Figure 2 Receiver operating characteristic curves to discriminate between gallbladder cancer and extrahepatic cholangiocarcinoma.

However, the surgical attitude for EC and GC was different in clinical practice. EC(especially for perihiliar cholangiocarcinoma) was considered as being worthy of extensive resection even at the expense of increased complication rates (biliary fistula,etc.), since a successful R0 resection could drastically improve long-term prognosis[21],and transplantation could be considered in well-selected patients[22]. Comparatively,in advanced GC cases, aggressive surgical resection did not show concrete survival benefits, including combined common bile duct resection[23]and extended regional lymphadenectomy[24]. According to a recent United States population-level study[25],extended resection alone in GC provided a worse prognosis than simple removal of the gallbladder plus adjuvant chemotherapy. The similarity between CC and EC suggested the rationality that CC should not be treated like GC. In other words,extended surgical resection could be attempted in CC even at advanced stage, to see whether this treatment could immensely improve the prognosis like the situation in EC.

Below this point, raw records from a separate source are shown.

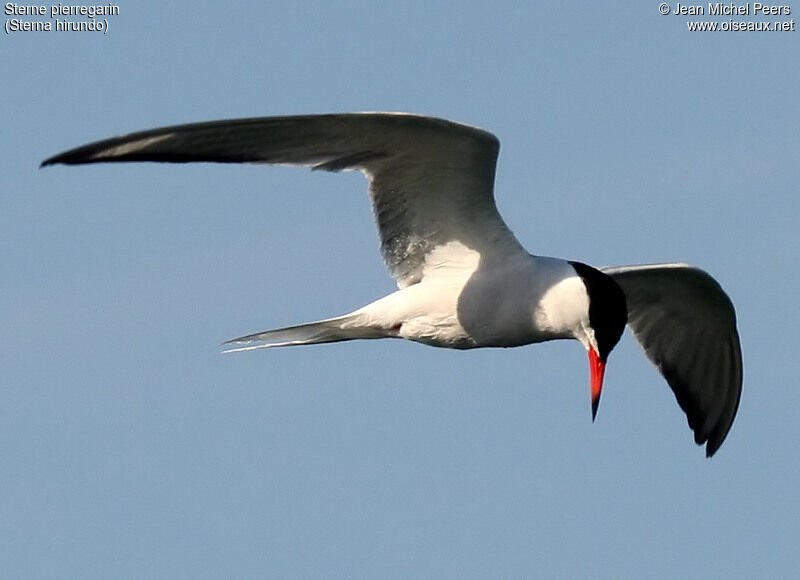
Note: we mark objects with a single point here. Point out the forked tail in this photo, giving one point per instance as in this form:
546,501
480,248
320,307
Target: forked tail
337,329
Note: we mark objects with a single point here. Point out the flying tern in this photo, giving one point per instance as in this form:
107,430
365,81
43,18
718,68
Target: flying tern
464,281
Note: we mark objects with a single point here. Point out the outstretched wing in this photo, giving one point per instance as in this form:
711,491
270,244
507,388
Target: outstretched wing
431,180
686,325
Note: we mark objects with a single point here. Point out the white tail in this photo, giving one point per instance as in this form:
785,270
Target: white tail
329,330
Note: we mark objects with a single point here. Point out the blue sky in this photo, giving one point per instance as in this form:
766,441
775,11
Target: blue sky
131,448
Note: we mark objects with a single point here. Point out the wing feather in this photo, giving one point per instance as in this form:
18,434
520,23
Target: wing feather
431,180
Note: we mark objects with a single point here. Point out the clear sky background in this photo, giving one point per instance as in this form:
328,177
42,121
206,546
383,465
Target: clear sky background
131,448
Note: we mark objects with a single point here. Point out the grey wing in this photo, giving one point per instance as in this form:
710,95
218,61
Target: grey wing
686,325
431,180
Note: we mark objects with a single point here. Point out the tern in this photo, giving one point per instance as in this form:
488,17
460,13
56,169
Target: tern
464,281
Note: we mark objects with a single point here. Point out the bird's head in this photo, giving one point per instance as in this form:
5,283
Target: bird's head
603,324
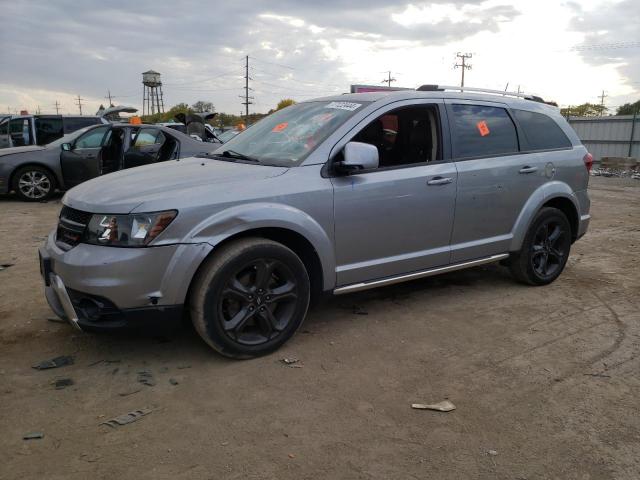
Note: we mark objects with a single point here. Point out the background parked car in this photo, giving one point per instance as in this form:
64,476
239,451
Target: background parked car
34,172
24,130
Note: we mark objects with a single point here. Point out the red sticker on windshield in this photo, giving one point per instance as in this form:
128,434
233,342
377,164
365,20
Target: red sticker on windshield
483,128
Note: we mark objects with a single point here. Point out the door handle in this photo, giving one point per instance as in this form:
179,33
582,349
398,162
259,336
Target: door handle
440,181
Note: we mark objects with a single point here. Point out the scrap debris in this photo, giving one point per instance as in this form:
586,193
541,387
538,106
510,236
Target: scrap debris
290,362
126,394
57,320
444,406
63,383
145,377
127,418
54,362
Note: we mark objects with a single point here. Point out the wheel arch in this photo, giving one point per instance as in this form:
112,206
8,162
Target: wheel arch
12,175
291,239
554,194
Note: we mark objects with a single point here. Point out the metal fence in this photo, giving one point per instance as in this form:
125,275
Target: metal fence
614,136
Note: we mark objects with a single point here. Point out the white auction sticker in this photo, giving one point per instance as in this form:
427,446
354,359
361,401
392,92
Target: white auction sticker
349,106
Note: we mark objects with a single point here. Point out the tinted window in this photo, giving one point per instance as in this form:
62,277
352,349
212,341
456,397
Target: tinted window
540,131
92,139
479,130
146,137
20,131
48,129
71,124
404,136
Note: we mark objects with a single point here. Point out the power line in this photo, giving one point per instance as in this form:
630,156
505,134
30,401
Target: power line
388,80
246,102
289,67
602,97
79,103
463,65
605,46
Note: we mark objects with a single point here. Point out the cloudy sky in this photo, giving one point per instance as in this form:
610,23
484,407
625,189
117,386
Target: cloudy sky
53,50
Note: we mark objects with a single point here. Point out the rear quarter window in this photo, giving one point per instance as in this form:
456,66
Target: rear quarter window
480,130
540,131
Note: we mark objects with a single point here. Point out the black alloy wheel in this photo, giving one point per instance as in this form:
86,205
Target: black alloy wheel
549,248
258,302
249,297
545,249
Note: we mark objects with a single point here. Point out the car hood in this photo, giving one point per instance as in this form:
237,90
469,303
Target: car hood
169,185
14,150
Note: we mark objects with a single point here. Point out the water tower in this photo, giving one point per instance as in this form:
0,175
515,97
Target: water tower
152,101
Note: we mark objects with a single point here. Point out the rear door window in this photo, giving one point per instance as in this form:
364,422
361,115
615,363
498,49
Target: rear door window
92,139
71,124
480,131
48,129
20,131
540,131
147,137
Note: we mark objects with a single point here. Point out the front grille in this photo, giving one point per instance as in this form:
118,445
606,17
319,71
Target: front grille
71,226
74,215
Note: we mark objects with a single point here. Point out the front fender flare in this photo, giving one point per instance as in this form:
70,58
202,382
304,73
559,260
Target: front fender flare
540,196
252,216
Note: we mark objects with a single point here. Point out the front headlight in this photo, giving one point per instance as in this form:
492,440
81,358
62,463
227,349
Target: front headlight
133,230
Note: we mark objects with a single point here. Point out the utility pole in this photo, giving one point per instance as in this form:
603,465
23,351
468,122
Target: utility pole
388,80
602,97
79,103
463,65
246,97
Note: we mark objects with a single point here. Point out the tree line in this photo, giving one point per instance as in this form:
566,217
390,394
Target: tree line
220,120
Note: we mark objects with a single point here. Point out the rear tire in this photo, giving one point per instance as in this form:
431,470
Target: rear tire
34,184
249,298
545,249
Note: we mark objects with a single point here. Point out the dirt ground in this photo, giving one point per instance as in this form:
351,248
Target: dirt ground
546,380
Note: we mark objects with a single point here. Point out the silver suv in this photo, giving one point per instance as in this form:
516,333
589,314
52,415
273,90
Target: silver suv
334,195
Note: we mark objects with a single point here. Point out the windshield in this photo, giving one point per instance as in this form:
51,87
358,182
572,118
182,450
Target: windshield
68,138
228,135
287,137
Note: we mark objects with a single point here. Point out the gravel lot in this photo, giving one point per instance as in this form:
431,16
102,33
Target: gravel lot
545,380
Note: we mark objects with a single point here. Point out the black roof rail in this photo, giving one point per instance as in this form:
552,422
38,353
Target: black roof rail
442,88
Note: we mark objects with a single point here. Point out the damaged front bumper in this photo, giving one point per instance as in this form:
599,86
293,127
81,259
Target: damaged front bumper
106,288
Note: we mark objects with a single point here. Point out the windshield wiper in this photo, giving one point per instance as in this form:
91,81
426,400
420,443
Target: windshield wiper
239,156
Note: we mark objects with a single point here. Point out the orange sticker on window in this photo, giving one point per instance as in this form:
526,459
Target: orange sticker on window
483,128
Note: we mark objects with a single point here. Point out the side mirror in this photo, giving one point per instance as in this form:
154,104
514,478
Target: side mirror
358,156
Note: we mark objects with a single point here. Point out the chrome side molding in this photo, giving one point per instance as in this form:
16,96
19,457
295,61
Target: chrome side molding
356,287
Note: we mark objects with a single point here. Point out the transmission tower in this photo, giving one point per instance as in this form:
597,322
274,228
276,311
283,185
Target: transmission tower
463,64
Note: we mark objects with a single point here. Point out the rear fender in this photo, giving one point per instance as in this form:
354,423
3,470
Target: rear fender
536,201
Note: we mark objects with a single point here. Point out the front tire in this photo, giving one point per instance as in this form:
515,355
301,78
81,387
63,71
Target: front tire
34,184
545,249
249,298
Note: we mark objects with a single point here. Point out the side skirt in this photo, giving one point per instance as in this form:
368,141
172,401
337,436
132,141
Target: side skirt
356,287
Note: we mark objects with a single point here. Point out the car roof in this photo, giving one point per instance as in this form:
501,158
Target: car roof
398,95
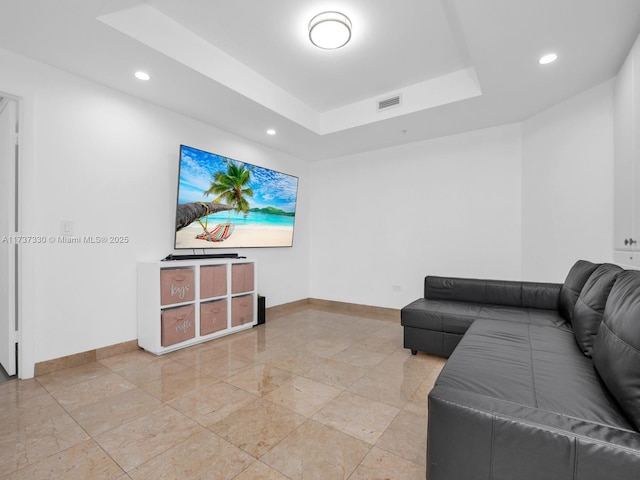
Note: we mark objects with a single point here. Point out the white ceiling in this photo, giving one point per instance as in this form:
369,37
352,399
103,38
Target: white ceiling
247,65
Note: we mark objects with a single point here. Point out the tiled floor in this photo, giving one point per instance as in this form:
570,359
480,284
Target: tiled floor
310,395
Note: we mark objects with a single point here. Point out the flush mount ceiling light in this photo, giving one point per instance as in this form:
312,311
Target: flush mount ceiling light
330,30
549,58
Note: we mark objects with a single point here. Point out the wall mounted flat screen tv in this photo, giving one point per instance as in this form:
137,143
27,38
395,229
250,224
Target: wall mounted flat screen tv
226,203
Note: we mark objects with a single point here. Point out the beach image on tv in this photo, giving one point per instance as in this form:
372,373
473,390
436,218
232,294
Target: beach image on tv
225,203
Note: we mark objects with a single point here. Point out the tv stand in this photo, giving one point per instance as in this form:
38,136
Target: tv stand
200,256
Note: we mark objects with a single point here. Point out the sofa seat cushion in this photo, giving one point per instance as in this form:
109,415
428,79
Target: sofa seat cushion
535,366
452,316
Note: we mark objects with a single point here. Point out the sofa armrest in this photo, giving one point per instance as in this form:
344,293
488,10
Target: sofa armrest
497,292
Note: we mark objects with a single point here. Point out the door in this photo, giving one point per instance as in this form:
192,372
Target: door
8,228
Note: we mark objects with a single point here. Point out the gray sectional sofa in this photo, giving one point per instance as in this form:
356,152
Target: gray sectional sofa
542,380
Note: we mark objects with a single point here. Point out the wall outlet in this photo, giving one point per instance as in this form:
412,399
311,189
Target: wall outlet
66,228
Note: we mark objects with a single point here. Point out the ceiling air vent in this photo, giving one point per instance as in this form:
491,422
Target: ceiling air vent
388,103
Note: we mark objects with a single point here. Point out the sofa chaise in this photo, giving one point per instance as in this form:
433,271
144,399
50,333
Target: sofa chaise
542,380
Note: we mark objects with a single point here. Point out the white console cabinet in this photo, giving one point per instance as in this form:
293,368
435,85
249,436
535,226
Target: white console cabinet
184,302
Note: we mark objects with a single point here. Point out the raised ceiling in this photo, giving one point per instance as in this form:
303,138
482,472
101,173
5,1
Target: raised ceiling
247,65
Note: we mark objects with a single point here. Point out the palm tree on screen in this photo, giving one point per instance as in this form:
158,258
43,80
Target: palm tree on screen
232,187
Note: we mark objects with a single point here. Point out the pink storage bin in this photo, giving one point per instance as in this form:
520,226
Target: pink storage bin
178,325
213,316
242,278
177,285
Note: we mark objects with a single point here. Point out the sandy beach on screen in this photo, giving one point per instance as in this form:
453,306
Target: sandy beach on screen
242,236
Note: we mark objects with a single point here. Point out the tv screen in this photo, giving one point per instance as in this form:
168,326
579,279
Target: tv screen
226,203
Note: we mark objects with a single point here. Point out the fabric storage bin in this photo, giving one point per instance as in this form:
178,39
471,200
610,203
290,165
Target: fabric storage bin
241,310
178,325
213,316
177,285
242,278
213,281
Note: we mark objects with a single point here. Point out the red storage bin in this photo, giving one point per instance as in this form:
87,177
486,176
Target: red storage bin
178,325
177,285
241,310
213,281
242,278
213,316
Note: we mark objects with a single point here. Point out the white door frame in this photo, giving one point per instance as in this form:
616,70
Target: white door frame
9,334
25,260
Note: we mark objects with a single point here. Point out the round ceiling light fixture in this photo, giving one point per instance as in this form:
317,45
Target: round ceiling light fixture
330,30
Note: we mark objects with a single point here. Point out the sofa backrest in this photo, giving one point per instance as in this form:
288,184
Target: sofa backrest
589,308
616,350
572,286
498,292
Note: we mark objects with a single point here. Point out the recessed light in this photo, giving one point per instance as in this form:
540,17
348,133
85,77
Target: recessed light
549,58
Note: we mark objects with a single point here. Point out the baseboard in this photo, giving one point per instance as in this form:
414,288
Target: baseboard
380,313
89,356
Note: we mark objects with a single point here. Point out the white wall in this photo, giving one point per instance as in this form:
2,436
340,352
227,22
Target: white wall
517,201
108,163
567,185
386,218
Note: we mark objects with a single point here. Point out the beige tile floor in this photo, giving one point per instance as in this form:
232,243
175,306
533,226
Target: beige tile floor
310,395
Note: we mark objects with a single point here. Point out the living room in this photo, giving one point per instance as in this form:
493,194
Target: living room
522,199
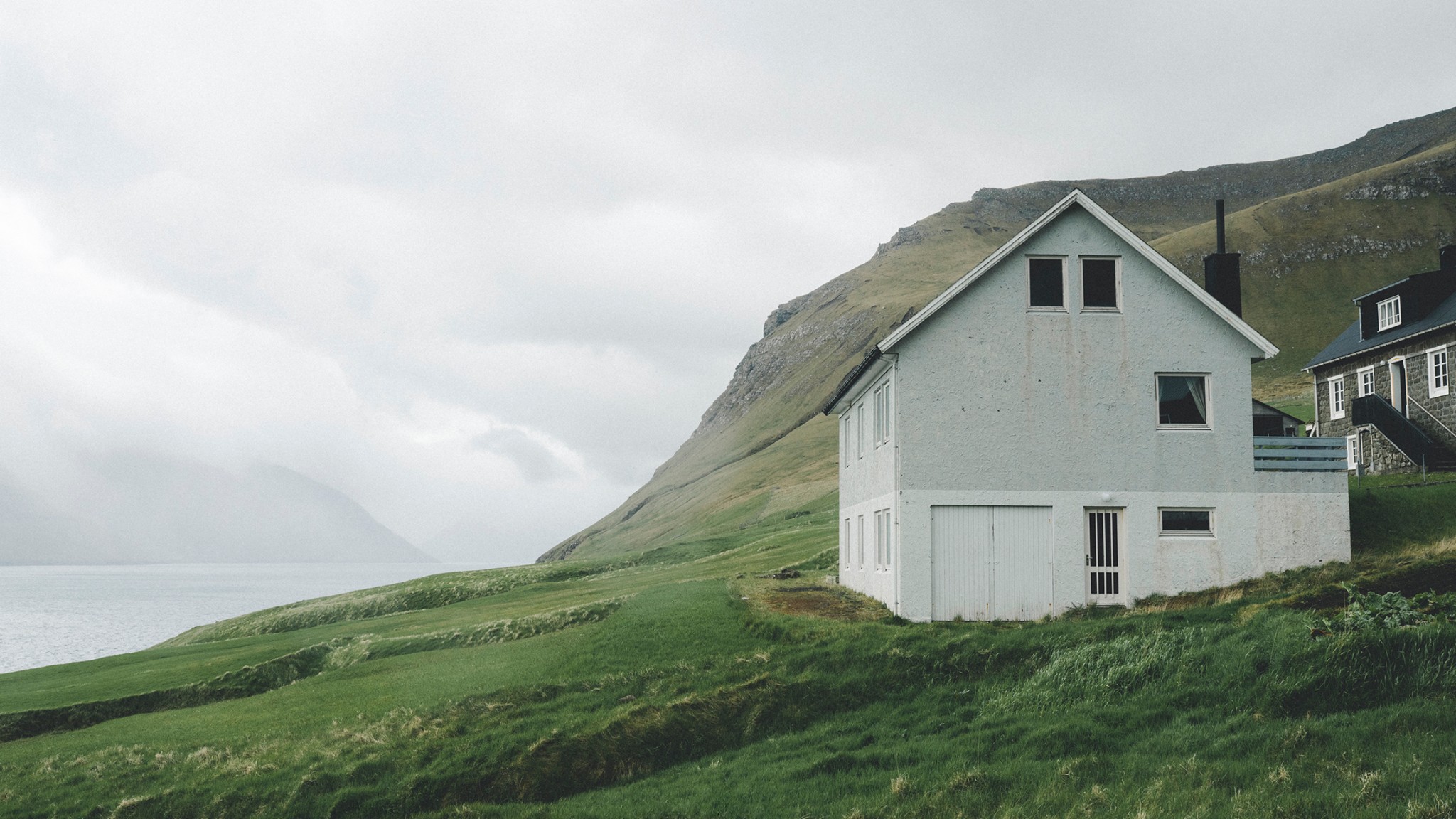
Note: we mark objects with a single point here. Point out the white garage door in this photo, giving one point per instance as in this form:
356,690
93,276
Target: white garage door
990,562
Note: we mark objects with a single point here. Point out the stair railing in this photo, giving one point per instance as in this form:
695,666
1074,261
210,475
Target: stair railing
1397,429
1432,416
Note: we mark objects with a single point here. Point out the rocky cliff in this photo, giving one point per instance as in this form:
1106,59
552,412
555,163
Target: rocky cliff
1315,229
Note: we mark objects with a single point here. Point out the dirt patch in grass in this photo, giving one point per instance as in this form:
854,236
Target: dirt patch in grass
823,601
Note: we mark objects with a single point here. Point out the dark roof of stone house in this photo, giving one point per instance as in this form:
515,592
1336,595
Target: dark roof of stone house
1350,341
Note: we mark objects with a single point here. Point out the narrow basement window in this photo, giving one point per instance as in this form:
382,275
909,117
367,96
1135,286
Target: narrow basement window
1100,284
1047,284
1186,520
1183,401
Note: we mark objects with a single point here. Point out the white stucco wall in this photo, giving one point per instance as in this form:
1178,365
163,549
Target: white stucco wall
1001,405
868,484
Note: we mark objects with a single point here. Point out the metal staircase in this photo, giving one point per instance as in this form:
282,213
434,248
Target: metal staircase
1406,436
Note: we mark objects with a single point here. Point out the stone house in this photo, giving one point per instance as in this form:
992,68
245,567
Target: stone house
1071,424
1383,385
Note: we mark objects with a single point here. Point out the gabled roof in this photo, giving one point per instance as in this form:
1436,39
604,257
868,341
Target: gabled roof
1079,198
1349,343
845,384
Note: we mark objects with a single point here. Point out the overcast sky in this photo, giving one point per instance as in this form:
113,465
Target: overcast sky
482,267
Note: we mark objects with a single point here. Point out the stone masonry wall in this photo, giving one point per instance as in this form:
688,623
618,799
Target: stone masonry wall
1424,412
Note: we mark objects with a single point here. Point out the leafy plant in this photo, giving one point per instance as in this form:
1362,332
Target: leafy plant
1392,609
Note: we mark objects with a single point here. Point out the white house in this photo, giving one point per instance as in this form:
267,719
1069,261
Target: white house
1071,424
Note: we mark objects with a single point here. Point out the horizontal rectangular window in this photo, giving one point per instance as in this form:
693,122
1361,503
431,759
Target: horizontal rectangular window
1183,401
1186,520
1100,284
1047,284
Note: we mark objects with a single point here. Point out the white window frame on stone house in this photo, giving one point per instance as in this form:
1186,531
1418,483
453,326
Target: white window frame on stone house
1438,372
1388,314
1337,397
1365,381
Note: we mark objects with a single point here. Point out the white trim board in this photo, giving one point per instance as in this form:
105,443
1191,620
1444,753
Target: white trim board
1078,197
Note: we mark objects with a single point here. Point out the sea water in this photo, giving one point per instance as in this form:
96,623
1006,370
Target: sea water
63,614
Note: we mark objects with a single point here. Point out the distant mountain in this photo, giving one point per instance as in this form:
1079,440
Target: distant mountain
143,508
1315,230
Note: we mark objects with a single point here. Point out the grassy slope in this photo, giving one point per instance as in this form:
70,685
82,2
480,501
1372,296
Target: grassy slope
689,700
1308,250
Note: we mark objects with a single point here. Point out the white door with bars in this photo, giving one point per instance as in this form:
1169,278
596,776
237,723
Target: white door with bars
1106,557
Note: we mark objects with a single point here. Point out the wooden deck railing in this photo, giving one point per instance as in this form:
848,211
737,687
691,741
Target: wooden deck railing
1299,455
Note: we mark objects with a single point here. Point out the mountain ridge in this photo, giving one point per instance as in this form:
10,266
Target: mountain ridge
813,340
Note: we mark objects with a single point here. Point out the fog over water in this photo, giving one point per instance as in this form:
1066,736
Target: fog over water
458,277
65,614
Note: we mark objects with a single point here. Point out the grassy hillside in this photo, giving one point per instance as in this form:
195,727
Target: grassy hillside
678,682
1315,230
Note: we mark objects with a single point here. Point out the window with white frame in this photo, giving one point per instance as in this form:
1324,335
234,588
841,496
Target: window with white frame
1186,522
1183,400
1047,284
1388,312
883,414
860,427
1365,381
1337,398
1100,286
860,542
1438,372
883,540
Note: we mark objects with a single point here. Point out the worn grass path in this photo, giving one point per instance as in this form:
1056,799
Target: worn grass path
679,684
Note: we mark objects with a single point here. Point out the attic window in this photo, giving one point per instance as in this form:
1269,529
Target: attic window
1183,401
1100,284
1388,312
1047,283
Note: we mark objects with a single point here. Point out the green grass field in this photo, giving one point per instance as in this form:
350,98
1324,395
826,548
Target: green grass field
679,684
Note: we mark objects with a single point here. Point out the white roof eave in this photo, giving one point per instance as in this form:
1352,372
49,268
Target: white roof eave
1078,197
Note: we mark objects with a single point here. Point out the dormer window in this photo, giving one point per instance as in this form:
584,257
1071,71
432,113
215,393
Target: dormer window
1388,314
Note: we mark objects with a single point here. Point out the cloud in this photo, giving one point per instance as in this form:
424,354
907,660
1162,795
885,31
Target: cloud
535,461
482,267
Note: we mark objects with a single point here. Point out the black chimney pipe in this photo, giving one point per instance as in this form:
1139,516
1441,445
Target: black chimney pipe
1221,272
1218,209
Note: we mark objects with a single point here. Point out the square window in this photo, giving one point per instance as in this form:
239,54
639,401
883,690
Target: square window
1183,401
1366,385
1100,284
1388,312
1047,284
1186,520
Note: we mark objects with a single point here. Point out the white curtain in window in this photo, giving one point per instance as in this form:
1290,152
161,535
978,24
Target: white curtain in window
1197,392
1172,388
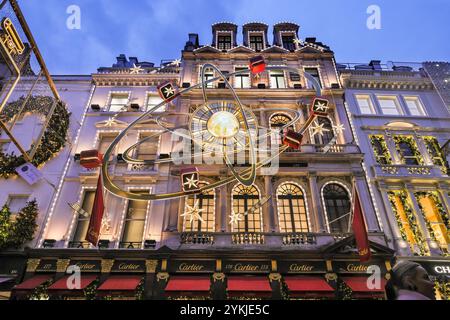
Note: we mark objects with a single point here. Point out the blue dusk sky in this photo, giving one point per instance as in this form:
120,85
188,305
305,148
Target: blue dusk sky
411,30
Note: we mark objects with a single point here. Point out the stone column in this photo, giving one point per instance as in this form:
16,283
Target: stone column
317,209
366,202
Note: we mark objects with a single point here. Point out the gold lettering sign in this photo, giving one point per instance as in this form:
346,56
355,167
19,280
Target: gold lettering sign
301,267
190,267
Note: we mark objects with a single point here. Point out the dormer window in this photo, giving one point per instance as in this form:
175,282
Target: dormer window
256,42
288,42
224,41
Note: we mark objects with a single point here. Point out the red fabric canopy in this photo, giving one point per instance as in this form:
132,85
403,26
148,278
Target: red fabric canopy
251,284
33,282
359,284
184,283
61,284
121,283
305,284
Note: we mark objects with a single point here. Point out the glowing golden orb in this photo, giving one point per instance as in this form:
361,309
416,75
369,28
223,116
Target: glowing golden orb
223,124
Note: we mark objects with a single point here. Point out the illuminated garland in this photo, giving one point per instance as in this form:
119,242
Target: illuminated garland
54,137
416,232
412,144
433,147
384,149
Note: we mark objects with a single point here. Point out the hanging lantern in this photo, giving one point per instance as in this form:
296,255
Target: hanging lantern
320,107
257,64
91,159
190,179
167,91
292,139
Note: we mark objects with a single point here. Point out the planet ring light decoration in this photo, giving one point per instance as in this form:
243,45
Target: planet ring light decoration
222,121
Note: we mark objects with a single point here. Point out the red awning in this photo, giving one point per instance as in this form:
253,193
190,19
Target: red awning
61,284
304,284
184,283
250,284
359,284
33,282
121,283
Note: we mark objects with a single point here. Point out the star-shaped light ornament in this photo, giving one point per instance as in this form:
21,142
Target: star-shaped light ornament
339,128
319,129
193,212
176,62
136,69
235,218
191,182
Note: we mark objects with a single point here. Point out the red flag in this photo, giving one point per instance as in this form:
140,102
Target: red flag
360,230
95,223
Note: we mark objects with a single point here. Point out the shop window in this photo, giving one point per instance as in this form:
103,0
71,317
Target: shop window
277,80
118,102
134,224
242,80
292,209
337,207
415,106
257,42
389,106
436,154
153,101
314,72
380,149
407,222
205,203
277,121
436,218
408,151
245,198
82,223
365,104
224,42
328,133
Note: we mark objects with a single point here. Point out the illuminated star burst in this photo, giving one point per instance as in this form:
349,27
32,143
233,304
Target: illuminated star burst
193,213
235,218
136,69
319,129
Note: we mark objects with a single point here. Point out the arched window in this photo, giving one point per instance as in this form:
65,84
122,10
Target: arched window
244,199
277,121
328,133
337,207
203,205
292,209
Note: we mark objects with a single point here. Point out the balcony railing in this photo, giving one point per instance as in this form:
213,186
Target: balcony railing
406,170
248,238
299,238
197,238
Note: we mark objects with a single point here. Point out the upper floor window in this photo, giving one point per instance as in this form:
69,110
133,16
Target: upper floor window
389,105
242,80
224,42
365,104
288,42
314,72
244,199
204,204
153,101
277,80
257,42
414,105
118,102
292,209
337,207
209,74
17,202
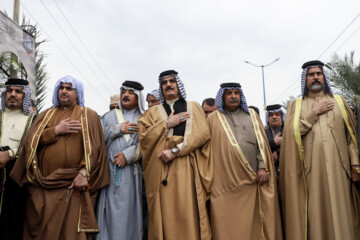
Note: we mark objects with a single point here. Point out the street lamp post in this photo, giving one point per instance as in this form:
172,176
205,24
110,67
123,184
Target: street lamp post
262,69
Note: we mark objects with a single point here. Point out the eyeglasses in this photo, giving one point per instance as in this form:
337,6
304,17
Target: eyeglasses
163,82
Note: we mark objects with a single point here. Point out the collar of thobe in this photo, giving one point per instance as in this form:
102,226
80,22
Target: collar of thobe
171,103
65,109
314,95
13,112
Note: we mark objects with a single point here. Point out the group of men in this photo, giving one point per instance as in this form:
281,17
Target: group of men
179,170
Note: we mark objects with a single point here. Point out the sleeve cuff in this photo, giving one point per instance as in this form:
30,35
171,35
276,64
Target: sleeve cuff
311,117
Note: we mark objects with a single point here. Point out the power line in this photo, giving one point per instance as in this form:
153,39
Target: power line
84,45
69,60
342,32
339,36
72,44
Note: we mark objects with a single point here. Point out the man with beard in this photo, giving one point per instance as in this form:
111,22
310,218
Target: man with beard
63,164
114,102
15,119
244,199
208,106
275,119
153,98
119,209
174,141
319,163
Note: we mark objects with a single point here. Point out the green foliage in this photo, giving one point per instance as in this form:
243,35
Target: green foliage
344,76
9,62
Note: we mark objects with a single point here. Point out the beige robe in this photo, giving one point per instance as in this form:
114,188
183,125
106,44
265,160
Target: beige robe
239,207
326,206
177,210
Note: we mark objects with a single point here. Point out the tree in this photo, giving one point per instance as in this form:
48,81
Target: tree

There are several limitations to this study. First, the variable of lymphatic status was not analyzed. In the SEER database, most of biliary cases had their lymphatic status unknown, and few cases had their harvested lymph nodes more than three,which was the minimum number to accurately evaluate lymphatic metastasis[26].Therefore, although the pattern of lymphatic metastasis was different among CC, GC and EC[20,27,28], inclusion of this variable had modest value to increase performance of models. Second, whole genome sequencing also could help to clarify the categorization of CC. However, due to the extreme rarity of CC specimens, this molecular evidence is currently not available.

CONCLUSION

In conclusion, our study argued with categorization of CC in the current AJCC and UICC manuals, and suggested that CC should be categorized as a type of EC.Extended surgical resection might be considered in CC cases, to see whether longterm prognosis could be immensely improved like the situation in EC.

ARTICLE HIGHLIGHTS

Research background

According to the current guidelines, cystic duct cancer (CC) is categorized as a type of gallbladder cancer (GC), which has the worst prognosis among all types of biliary cancers.

Research motivation

In previous studies, no direct epidemiological evidence verified that CC was more similar to GC,rather than extrahepatic cholangiocarcinoma (EC).

Research objectives

This study aimed to investigate the categorization of CC based on population-level data.

Research methods

We used three taxonomic methods for analysis, including Fisher’s discriminant, binary logistics and artificial neuron network models.

Research results

The T staging system of perihilar cholangiocarcinoma (a type of EC) better discriminated CC prognosis than that of GC. By using the three taxonomic models, the majority (75.0%-77.8%) of CC cases were categorized as EC.

Research conclusions

Our study suggested that CC should be categorized as a type of EC, not GC.

Research perspectives

Aggressive surgical attitude might be considered in CC cases, to see whether long-term prognosis could be immensely improved like the situation in EC. Future studies with larger sample size are needed.